JPMorgan hikes Lowe’s to Overweight amid home improvement sector turnaround By Investing.com

JPMorgan hikes Lowe’s to Overweight amid home improvement sector turnaround By Investing.com

© Reuters. JPMorgan hikes Lowe’s (LOW) to Overweight amid home improvement sector turnaround

JPMorgan analysts upgraded Lowe’s Companies (NYSE:) to Overweight from Neutral and added the stock to its Focus List on Monday. They also raised the target price to $265 from $210.

“We continue to believe that goods share of wallet headwinds are moderating with trends ultimately reverting back toward wage growth, as this is historically the barometer for consumption trends,” analysts noted.

Moreover, analysts estimate that the home improvement sector’s current share of consumer spending is nearly 5% below its pre-COVID levels, with the do-it-yourself (DIY) segment, which constitutes 75% of Lowe’s (LOW) sales compared to 50% for Home Depot (NYSE:), facing greater challenges since the post-COVID normalization began in early 2021.

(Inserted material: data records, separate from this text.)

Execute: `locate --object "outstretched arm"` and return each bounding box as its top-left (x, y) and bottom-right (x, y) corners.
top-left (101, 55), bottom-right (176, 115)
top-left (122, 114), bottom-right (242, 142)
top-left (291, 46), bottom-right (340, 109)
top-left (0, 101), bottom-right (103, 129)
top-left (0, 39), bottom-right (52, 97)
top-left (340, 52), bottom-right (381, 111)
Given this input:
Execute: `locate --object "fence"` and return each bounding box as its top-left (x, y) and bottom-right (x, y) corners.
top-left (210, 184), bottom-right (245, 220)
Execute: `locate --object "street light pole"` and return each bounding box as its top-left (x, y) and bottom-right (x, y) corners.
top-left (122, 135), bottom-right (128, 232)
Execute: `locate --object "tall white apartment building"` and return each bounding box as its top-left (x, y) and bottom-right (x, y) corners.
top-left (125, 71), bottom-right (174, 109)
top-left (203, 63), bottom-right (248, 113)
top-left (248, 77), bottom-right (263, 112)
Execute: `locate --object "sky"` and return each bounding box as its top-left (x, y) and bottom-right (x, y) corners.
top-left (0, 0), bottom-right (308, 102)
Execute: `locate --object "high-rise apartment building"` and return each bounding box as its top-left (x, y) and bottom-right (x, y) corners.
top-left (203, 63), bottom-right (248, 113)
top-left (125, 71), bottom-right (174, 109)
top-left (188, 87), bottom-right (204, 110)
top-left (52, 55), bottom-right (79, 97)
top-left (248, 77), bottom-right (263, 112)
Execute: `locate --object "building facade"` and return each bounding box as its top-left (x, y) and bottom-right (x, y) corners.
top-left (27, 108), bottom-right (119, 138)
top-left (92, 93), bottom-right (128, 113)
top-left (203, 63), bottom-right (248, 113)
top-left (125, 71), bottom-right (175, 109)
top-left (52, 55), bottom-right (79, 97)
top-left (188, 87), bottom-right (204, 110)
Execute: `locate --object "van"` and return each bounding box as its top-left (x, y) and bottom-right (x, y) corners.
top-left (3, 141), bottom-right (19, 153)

Also, they note that Lowe’s largest sales category, appliances, which accounts for 13.9% of its revenue versus 9.2% for Home Depot, is more advanced in the deflation process.

The housing market is expected to witness a 150 basis points decrease in rates within the next year, potentially lowering mortgage rates to about 5.5% by January 2025, and to around 6% by September 2024, assuming stable spreads.

Historically, when mortgage rates hit 5.5%, sales of single-family existing homes (EHS) reached roughly 4.3 million, indicating a potential growth of over 20% from current figures.

“While we continue to think that the rebound will be partly muted by the locked-in mortgage rate dynamic, the sheer potential magnitude of such a recovery suggests a strong acceleration in trends against arguably low consensus expectations.”

“As indicated by our note title, we believe it is widely expected that LOW will guide somewhere in the $12.00-$12.50 range for 2024 to clear the decks,” analysts said.